In an AVC encoded 1080p transfer in 1.78:1 the first half of Mad Men’s seventh season looks fabulous. Fine details pop off the screen with exquisite detail. From the stylized and dated wardrobe, to the pieces of furniture that decorate our character’s homes there’s no mistaking what year it is. This obsession and attention to detail pays off, especially in the close ups. The colors of 1969 are bold, bright and eye catching, and it’s easy to see what the 70s will look like. The coloring and contrast easily reflect the mood of the era here. Nicely contrasted, with solid blacks and well balanced whites. Overall a beautiful presentation.
Presented with a DTS-HD Master Audio 5.1 Mad Men sounds just as one expects it too. Dialogue is consistently clean and clearly presented. There are plenty of natural audible shifts from the ambient tempo, to a particularly poignant scene, to the musical numbers. The oft-used rear channel speakers contribute to the immersive quality of this soundtrack. Whether it’s a wild party at Meghan’s Hollywood home or the hustle and bustle from the streets of New York, the sounds will transport you to a forgotten era. An era when people didn’t wear seatbelts and didn’t think twice about driving intoxicated. It was a less cautionary time, some might say these are the sounds of freedom but others might say these are the whispers of change.
- Audio Commentaries:
- “Time Zones” – Commentary with Matthew Weiner, Janie Bryant and Scott Hornbacher
- “A Day’s Work” – Commentary with Matthew Weiner, Michael Uppendahl and Jonathan Igla.
- “Field Trip” — Commentary with Matthew Weiner, Heather Jeng Bladt, Carrie Audino, and Laura Schiff
- “The Monolith” — Commentary with Matthew Weiner, Erin Levy, and Dan Bishop
- Technology:1969 — An interactive gallery featuring 1969 technology in all its splendid glory. It’s astonishing to see how far we’ve come with the size of our tech!
- Gay Rights — A timeline of fun facts about gay rights history with commentary from SFSU Professor Nan Alamilla Boyd.

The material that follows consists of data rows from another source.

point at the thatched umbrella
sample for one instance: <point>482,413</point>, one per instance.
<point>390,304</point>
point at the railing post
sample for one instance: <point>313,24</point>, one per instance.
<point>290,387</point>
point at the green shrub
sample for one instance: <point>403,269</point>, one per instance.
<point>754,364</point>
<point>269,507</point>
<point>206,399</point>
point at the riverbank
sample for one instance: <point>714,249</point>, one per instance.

- The Best Things in Life Are Free — An entertaining cinematic segment featuring the prowess of actor Robert Morse and his Burt Cooper character throughout the years.
- Featured Trailers
- Audio Commentaries:
- “The Runaways” — Commentary with Matthew Weiner and Chris Manley
- “The Strategy” — Commentary with Matthew Weiner, Semi Chellas and Phil Abraham
- “Waterloo” — Commentary with Matthew Weiner, David Carbonara, and Chris Gay
- Gay Power- a slow paced, but educational history lesson in which UNLV Professor of History Marcia Gallo, SFSU Professor Nan Alamilla Boyd, Gay Activist & Founder of Vanguard Adrian Ravarour, Attorney for Gay Activists Harold M.Weiner, as well as victims of the time, discuss what it was like to be gay in the 1960s as it pertained to the cultural shift, activists and the effects of the civil rights movement.
- The Trial of The Chicago 8: Part 1 — Expert commentary accompanied by a montage of old video footage and headlines from the late 1960s. Primarily focusing on Lyndon B. Johnsons resignation and the protests that helped force it, along with the riots that continued the following year.

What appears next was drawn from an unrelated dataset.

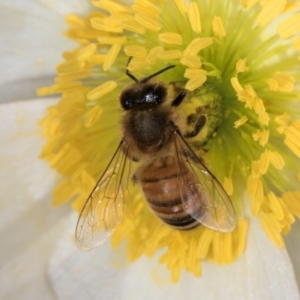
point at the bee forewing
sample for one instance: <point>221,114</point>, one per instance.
<point>207,201</point>
<point>103,210</point>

- The Trial of The Chicago 8: Part 2 — A continuation of the previous special feature (part 1). Focuses on what happened in the streets of Chicago as a result of the activists, who were then indicted on triumphed up charges.
Aurora Snow Says
The talented cast of Mad Men, coupled with cleverly written episodes and well directed complex themes about the times makes this a season to own. Nowhere is the evolution of Don Draper clearer than in this seventh season. He is, after all, the reason most of us watch.